I doubt that it is a good practice to ship the public key used to
sign things in the repository in the repository itself

– Junio C Hamano, git@vger.kernel.org:
expired key in junio-gpg-pub

Git ships with the maintainer’s public key.

But you won’t find it in your worktree—it’s hidden in plain
sight.

Junio Hamano’s public key is a blob in the git object
database.

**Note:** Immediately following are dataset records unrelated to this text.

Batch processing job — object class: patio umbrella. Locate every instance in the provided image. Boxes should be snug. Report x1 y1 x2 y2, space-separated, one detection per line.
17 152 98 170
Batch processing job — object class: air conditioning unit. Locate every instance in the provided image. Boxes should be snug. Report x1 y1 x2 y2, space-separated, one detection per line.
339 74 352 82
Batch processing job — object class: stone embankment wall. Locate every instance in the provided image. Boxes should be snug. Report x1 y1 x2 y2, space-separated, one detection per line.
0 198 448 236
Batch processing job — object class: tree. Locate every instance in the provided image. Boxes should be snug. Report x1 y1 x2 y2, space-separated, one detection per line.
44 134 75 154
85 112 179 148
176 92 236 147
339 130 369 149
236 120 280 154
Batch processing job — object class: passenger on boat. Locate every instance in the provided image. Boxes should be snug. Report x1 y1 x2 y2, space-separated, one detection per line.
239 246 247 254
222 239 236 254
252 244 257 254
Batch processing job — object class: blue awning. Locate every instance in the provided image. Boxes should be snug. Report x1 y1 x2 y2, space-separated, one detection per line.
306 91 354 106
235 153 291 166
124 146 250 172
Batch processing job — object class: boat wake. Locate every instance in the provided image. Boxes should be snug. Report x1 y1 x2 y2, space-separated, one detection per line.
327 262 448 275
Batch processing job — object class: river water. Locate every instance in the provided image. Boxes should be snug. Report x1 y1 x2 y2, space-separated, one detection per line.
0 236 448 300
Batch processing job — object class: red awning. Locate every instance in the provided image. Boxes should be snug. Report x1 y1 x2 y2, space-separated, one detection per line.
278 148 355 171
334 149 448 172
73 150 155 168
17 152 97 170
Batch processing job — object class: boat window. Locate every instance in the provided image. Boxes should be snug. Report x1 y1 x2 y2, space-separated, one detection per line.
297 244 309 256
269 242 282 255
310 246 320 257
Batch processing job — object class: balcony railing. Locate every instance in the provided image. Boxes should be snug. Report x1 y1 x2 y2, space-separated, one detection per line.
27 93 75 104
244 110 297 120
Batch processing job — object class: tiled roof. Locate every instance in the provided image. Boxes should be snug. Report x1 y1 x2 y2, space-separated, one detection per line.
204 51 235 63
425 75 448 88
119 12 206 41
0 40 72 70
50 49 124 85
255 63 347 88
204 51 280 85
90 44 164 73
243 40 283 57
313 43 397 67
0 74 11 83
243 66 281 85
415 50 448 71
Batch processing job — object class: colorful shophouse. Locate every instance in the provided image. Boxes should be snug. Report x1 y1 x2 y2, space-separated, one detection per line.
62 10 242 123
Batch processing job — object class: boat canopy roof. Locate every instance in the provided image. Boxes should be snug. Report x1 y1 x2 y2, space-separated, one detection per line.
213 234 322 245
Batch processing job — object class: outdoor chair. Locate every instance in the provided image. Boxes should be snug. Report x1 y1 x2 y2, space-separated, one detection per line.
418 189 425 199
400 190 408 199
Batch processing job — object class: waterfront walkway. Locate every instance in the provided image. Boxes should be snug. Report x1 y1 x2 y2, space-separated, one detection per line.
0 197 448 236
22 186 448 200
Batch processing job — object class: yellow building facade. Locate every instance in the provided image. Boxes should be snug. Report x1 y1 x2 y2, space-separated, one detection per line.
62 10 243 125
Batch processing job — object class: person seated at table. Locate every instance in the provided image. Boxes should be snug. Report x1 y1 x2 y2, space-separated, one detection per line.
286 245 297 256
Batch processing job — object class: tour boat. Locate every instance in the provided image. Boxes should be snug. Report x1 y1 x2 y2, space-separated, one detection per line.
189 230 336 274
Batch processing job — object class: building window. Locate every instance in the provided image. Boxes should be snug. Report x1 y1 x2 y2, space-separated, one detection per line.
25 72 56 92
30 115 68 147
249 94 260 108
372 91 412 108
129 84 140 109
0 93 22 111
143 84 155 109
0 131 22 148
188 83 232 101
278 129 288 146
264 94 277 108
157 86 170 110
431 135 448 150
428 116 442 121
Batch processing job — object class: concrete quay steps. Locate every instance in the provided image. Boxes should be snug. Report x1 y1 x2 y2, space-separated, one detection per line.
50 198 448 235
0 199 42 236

It’s tagged with junio-gpg-pub, so you can only
see it with git cat-file:

(/^ヮ^)/*:・゚✧ git cat-file blob junio-gpg-pub
-----BEGIN PGP PUBLIC KEY BLOCK-----
Version: GnuPG v1
...

In 2021, Junio pretty much said that this was a bad
idea
.

But it led me to think about some other wonderful bad ideas.

Fake empty GitHub repos 📦

I made an empty GitHub repo called hidden-zangief.

hidden-zangief

Except it’s not empty.

Instead, it’s chockfull of sweet ANSI art—Zangief from Street Fighter
II.

Zangief + Figlet = magic

And if you clone it, after an initial warning, you can see Zangief is
still in there:

(/^ヮ^)/*:・゚✧ git clone https://github.com/thcipriani/hidden-zangief && cd hidden-zangief
Cloning into 'hidden-zangief'...
warning: You appear to have cloned an empty repository.